I started both the index and the portfolio on July 13th. I must apologize about the portfolio. I haven't updated it this week. A bit of background. I calculate the index myself. I use fidelity data feed for price history and the weekly downloaded excel spreadsheet of the ibd 100 for composition. I wrote a computer program to import the data, re-balance the weightings, and update the index values. When you see the graphs of the index generated by Wealth-lab, it is Wealth-lab using a text file with my calculated index values as a data source.
For the portfolio, I was manually entering the trades into the Wealth-lab portfolio manager. But last week, I realized that Wealth-lab was not calculating the available cash correctly after I "sold" shares from the portfolio (remember, this is just a paper portfolio). This meant that my portfolio weightings were off.
So, when I get some free time next week, I'll write a program to re-construct the portfolio. I'll deduct commission as well. Remember, the weightings for the portfolio are not the same as the weightings for the index. The index is equal weighted, allows for fractional shares, and is re-balanced for equal weighting each week. The portfolio should begin $1000 dollars alloted to each component, but only whole numbers of shares can be purchased. Rather than re-balancing every week, I will sell the shares which are dropped, and use the cash proceeds to purchase the newly added components in equal dollar allotments.

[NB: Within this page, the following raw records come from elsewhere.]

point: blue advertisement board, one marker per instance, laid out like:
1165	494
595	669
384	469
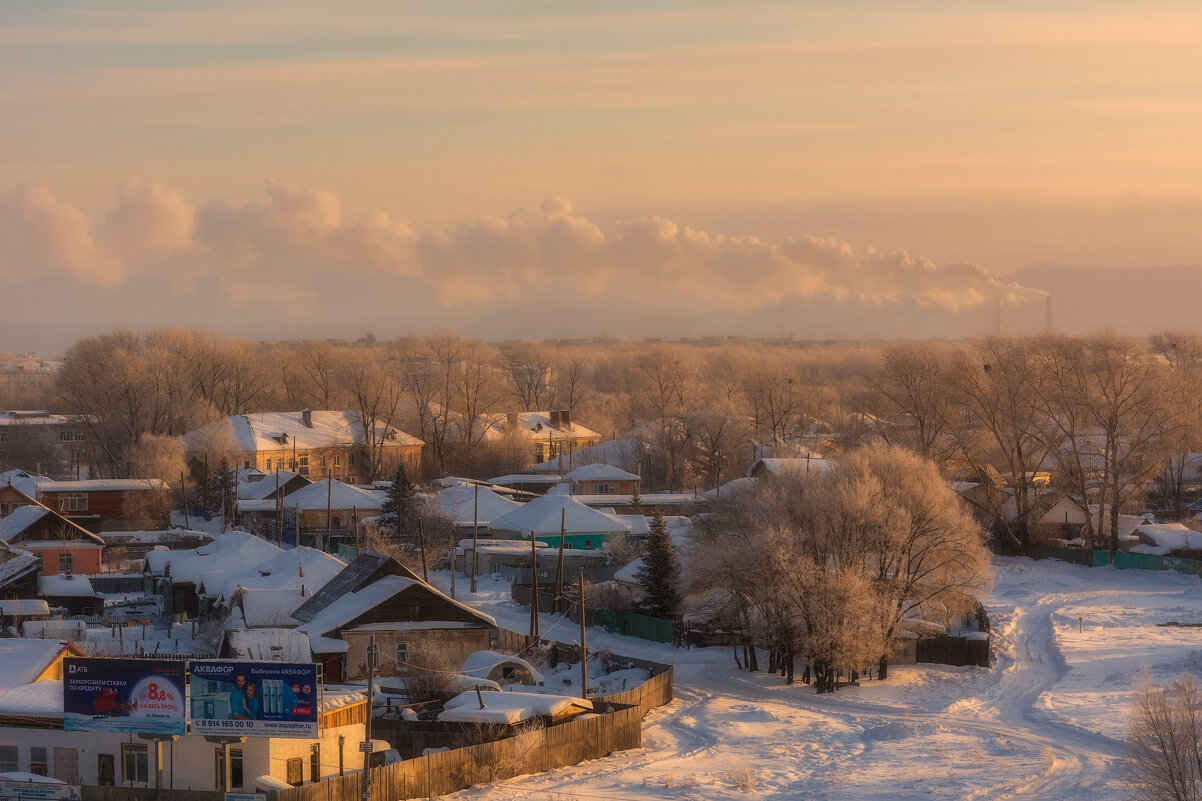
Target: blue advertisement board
255	699
134	695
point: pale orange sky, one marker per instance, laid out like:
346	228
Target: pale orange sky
998	135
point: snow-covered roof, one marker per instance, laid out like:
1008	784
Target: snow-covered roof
21	518
729	488
277	431
351	605
269	645
459	504
22	482
525	478
1167	537
340	496
481	663
266	486
61	586
597	472
543	516
791	466
625	454
271	607
33	700
291	570
101	485
226	552
23	660
23	607
509	707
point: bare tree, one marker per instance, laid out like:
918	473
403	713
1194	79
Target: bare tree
1164	754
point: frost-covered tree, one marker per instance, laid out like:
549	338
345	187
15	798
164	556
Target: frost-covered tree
399	510
660	573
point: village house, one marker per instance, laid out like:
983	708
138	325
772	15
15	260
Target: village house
546	516
57	445
313	444
58	544
533	435
376	595
109	504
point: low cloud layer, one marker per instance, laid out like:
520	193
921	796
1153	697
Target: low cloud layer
281	250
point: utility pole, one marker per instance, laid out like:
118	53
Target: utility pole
329	510
475	534
559	569
183	485
367	743
421	544
534	588
584	650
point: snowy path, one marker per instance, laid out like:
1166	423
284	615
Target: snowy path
1016	731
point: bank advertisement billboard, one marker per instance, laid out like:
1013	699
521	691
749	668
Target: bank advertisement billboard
255	699
134	695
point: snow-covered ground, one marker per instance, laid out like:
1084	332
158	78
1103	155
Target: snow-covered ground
1045	723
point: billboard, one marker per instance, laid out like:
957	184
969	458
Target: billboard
255	699
134	695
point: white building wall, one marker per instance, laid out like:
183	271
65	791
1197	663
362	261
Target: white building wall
190	761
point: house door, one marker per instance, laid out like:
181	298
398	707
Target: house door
66	765
106	775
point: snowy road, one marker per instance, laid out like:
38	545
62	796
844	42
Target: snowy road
1045	723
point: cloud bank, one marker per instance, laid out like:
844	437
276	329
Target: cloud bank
281	250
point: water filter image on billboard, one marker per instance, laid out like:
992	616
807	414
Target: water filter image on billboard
266	699
134	695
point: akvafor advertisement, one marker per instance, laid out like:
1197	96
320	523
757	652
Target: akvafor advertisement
255	699
134	695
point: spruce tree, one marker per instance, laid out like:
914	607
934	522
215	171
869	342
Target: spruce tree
220	488
400	505
660	574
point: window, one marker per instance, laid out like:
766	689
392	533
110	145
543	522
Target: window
135	764
236	778
7	759
73	502
296	771
37	761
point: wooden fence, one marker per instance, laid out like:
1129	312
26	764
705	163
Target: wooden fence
536	751
97	793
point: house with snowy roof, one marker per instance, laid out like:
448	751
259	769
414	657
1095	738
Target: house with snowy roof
599	479
535	435
403	613
548	515
60	545
311	443
109	504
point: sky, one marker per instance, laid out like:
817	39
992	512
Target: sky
547	168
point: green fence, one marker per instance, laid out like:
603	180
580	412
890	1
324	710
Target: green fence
635	626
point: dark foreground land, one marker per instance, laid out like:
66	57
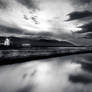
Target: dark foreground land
12	56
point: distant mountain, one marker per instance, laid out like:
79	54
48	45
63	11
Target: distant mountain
37	42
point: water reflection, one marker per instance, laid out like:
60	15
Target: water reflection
64	74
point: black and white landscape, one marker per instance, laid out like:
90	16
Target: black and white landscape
45	45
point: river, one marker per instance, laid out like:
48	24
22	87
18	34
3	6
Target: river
62	74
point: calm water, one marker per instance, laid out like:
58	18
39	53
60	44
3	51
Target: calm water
63	74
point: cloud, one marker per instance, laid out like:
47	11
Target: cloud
78	15
81	2
3	4
28	3
4	29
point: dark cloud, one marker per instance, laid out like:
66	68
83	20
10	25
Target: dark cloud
86	28
81	2
88	36
4	29
78	15
28	3
25	89
3	4
80	78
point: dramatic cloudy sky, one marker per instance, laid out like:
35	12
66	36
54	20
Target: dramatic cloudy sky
66	19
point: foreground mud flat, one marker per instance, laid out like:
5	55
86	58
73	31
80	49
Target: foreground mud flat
62	74
11	56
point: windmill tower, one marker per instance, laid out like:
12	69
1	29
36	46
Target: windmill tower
7	42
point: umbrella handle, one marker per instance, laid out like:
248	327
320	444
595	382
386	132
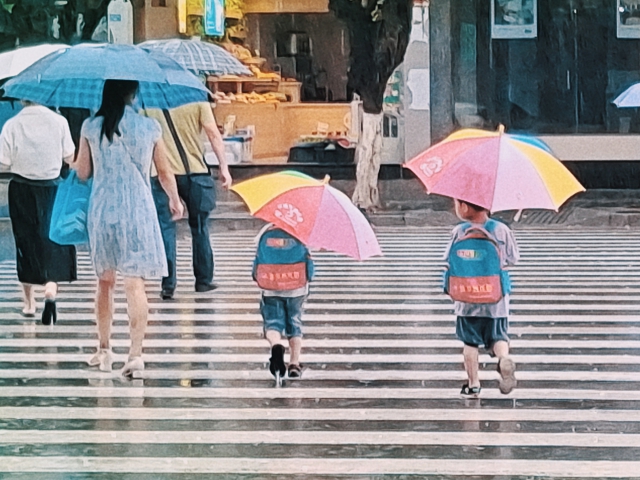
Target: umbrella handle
517	215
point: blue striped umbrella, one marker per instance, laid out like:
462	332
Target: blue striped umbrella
74	77
199	57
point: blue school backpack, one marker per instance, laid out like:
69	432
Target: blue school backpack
282	262
475	273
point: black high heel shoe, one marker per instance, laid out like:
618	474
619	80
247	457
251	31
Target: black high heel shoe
49	313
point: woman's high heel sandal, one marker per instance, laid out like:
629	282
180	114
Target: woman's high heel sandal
49	313
134	364
102	359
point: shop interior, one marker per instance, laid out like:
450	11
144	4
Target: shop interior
295	108
563	80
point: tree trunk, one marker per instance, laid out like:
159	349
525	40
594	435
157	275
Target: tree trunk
368	156
378	36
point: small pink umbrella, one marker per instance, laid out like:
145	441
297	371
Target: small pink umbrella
317	214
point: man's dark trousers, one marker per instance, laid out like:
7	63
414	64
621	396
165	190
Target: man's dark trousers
198	193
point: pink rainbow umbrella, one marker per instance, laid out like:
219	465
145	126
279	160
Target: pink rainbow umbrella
496	171
319	215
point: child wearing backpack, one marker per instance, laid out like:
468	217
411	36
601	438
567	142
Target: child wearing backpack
282	269
479	250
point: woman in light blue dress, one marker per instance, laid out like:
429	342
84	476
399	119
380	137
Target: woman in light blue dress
117	147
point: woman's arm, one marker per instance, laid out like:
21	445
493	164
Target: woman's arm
167	180
83	165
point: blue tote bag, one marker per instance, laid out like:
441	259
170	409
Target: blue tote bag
70	209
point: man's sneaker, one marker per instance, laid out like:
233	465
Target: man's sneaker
206	287
470	392
276	362
294	370
166	293
507	371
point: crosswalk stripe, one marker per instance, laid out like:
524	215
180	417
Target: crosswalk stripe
382	378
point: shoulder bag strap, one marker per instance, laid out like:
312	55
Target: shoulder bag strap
176	139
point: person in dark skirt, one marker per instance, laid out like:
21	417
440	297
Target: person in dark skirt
33	146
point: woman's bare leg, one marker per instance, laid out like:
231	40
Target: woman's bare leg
50	290
138	310
104	307
28	298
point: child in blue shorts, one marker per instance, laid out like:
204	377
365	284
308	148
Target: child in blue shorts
485	323
282	269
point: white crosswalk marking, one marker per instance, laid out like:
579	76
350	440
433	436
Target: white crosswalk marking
379	397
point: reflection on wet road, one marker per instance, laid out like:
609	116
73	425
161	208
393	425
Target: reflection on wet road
379	398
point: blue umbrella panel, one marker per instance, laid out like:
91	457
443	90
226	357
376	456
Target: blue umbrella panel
75	77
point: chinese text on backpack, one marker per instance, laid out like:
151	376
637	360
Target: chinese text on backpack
281	262
475	273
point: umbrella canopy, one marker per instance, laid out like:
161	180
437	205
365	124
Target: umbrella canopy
15	61
629	98
496	171
198	57
314	212
74	78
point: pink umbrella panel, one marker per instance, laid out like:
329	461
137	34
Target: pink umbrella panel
497	172
323	217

I began tracking the IBD 100 on July 13th, but we have to remember that the new IBD 100 list is published after the close on Friday. So the first close of the Index is Monday, July 16th.
I read The Big Picture every day, but I am not using it in either the index or the portfolio. I guess I wanted to test the claim that the IBD 100 "trounces" the S&P 500. I can't remember where I first read this, but if you google it, you'll find this quote frequently.
I was intrigued in part because it's an odd claim to make. Until I came along, the IBD 100 was not an index. It was just a list of stocks which changed weekly. The S&P 500 attempts to be representative of the broad market, while the IBD 100 is representative of high relative strength stocks, ranked by a proprietary algorithm.
If you look at the IBD 100 components, it is certainly astounding how many high percentage gainers there week after week. But this sort of at a glance analysis is strongly skewed by survivorship bias. The worst performing stocks in the list are dropped weekly.
So the index was created to try to compare the IBD 100 list to the S&P in a reasonable manner. While I was at it, I decided I wanted to see if trading the IBD 100 list in a very naive way might actually be profitable. To be clear, IBD and William O'Neil's books all say not to do what I'm doing with the portfolio.
In fact...I'm not doing it with real money. It's a paper portfolio.
But I wanted to see what would happen anyway. In part it comes from the sense of frustration that the best performing stocks in the IBD 100 are often (and by definition) the most extended. Mark Fisher, used to say that "the best trades are the hardest to take". We see this all the time with the IBD 100. The best performers don't give you a many chances to get in, or when they do, you feel like you're catching a falling knife.
Anyway...that's what I was thinking about with the portfolio.